Tait, on the radio: “Santa, we got four KIA and two wounded, both are on their way out.”
“Roger. Intel check, then get back here.”
Collins said, “I’m gonna call for an evac-”
“Bullshit. In about fifteen minutes we’re gonna be drowning in gomers. We’re humping out of here. Get me up.”
6
IT WAS GOING TO BE a sad day, Clark knew. His gear was already packed-Sandy always handled that, as efficiently as ever. It would be the same at Ding’s place-Patsy had learned packing from her mother. Rainbow Six was moving into its second generation, much of the original crew gone by now, rotated back stateside in the case of the Americans, mainly back for Fort Bragg and Delta School, or Coronado, California, where the Navy trained its SEAL candidates, there to tell such stories as the rules allowed over beers to a very few trusted fellow instructors. Every so often they’d come through Hereford in Wales, to drink pints of John Courage at the Green Dragon’s comfortable bar and trade war stories rather more freely with fellow graduates of the Men of Black. The locals knew who they were, but they were as security-conscious as the Security Service agents-called “Five” men in a nod to the former British MI-5-who hung out there, too.
Nothing was permanent in the service, regardless of the country.
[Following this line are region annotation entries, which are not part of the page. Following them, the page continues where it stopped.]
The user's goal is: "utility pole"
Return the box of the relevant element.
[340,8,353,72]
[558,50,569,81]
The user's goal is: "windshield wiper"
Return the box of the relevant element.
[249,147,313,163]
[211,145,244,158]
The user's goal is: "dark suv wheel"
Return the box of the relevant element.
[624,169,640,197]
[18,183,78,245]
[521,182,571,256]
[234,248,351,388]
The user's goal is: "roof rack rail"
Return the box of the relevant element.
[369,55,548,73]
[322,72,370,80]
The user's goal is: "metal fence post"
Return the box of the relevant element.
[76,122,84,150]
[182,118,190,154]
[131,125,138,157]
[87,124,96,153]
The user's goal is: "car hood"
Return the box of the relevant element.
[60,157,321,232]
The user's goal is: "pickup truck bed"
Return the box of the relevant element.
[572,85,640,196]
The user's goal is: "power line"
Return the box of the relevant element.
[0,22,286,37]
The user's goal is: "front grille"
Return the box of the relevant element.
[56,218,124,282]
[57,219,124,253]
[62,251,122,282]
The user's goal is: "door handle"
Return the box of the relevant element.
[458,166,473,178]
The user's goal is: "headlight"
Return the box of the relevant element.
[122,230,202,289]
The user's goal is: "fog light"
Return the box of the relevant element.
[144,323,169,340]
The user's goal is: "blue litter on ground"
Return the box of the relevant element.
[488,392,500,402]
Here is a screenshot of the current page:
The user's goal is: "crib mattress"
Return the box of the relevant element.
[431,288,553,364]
This was healthy for the organizations, always bringing in fresh people, some of them with fresh ideas, and it made for warm reunions in the most unlikely of places-a lot of them airport terminals, all over the freaking world-and a lot of beers to be drunk and handshakes to be exchanged before the departing flights were called. But the impermanence and uncertainty wore at you over time. You started wondering when a close friend and colleague would be called away, to disappear into some other compartment of the “black” world, often remembered but rarely seen again. Clark had seen a lot of friends die on “training missions”-which usually meant catching a bullet in a denied area. But such things were the cost of belonging to this exclusive fraternity, and there was no changing it. As the SEALs were fond of saying, “You don’t have to like it; you just have to do it.”